While I am not completely opposed to the use of over the counter pain relievers in certain situations, I have many parents ask me for suitable alternatives for pain relief for their young child. Here are a few suggestions, but keep in mind that if you do not know what is causing your child’s pain or efforts to relieve pain do not seem to help, you should take them to a qualified healthcare provider for evaluation.
- A hug and kiss. This seems obvious, but touch and expression of love and care can do wonders for bumps and bruises and even more annoying growing and teething pain. Skin to skin contact also causes release of endorphins and chemicals in the brain that can help block pain signals.
- Breastfeeding. This is extremely helpful for infants and toddlers who have not yet been weaned. Besides the physical contact and emotional bond, breastmilk also has the ability to affect brain chemistry and neurotransmitters that affect mood and pain.

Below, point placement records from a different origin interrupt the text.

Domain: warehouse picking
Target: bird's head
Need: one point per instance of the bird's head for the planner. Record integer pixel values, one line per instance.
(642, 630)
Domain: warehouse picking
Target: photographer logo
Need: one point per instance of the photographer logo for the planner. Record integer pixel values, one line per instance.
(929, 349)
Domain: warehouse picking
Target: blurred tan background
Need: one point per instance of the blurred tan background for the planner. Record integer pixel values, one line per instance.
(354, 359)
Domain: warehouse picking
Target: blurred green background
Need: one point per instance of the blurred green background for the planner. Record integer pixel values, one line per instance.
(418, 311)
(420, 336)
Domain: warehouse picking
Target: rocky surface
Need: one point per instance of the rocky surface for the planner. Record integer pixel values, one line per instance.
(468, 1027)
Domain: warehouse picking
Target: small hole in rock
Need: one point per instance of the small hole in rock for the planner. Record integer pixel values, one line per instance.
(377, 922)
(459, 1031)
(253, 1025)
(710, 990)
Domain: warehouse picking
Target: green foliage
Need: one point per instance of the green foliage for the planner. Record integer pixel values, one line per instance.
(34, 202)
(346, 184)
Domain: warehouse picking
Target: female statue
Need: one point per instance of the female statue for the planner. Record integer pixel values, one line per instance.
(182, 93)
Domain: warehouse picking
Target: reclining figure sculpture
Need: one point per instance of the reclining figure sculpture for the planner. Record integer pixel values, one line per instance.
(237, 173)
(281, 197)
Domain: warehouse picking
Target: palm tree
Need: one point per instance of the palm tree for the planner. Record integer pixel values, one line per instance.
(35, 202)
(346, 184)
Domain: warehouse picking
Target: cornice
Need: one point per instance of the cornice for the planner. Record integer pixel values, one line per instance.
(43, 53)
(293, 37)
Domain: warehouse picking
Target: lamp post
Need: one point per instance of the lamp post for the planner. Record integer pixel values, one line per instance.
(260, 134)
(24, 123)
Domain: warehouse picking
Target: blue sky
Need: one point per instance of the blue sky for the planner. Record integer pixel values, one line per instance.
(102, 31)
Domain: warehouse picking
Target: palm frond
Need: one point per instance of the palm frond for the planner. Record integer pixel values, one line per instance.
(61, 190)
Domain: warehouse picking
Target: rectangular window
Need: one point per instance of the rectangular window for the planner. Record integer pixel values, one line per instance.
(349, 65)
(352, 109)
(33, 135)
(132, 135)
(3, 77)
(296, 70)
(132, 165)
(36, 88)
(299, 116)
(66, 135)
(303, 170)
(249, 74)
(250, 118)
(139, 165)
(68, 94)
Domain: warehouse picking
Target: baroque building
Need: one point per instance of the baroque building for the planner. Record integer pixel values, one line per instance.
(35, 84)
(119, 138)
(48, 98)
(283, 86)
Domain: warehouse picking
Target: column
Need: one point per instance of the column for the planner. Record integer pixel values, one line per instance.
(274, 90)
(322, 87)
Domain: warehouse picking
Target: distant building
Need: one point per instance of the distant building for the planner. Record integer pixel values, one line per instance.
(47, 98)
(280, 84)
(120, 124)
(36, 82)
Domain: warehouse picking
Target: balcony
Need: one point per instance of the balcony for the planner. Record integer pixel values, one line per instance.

- Ice and heat. Ice is good for injuries or any type of inflammatory pain. For pain due to infection or muscle tension, heat can be helpful. If you aren’t sure which to use, try contrast hydrotherapy: apply a warm (check temperature on wrist) moist compress (towel, rice pillow, washcloth, hot water bottle) to the affected area for 3 minutes and immediately follow with an ice pack over the affected area for 1 minute. Repeat 3 times to help pump blood through the area. This helps with inflammation, infection, and even stress related pain.
- Homeopathic remedies. Arnica is a good remedy to have on hand for bumps, bruises, and inflammation after dental work or surgery. It can even be administered to infants by crushing one pellet and dissolving in a small amount of breastmilk or formula before administering it orally. Topical arnica creams can be used as well on bruises, strains, and sprains (but avoid using on open wounds unless directed by a doctor). You should check with a qualified healthcare professional or Naturopathic Doctor for specific recommendations about how much and how often to give any homeopathic remedy. There are also other remedies besides Arnica that may be more helpful for your child’s particular pain, so it is good to ask a professional first.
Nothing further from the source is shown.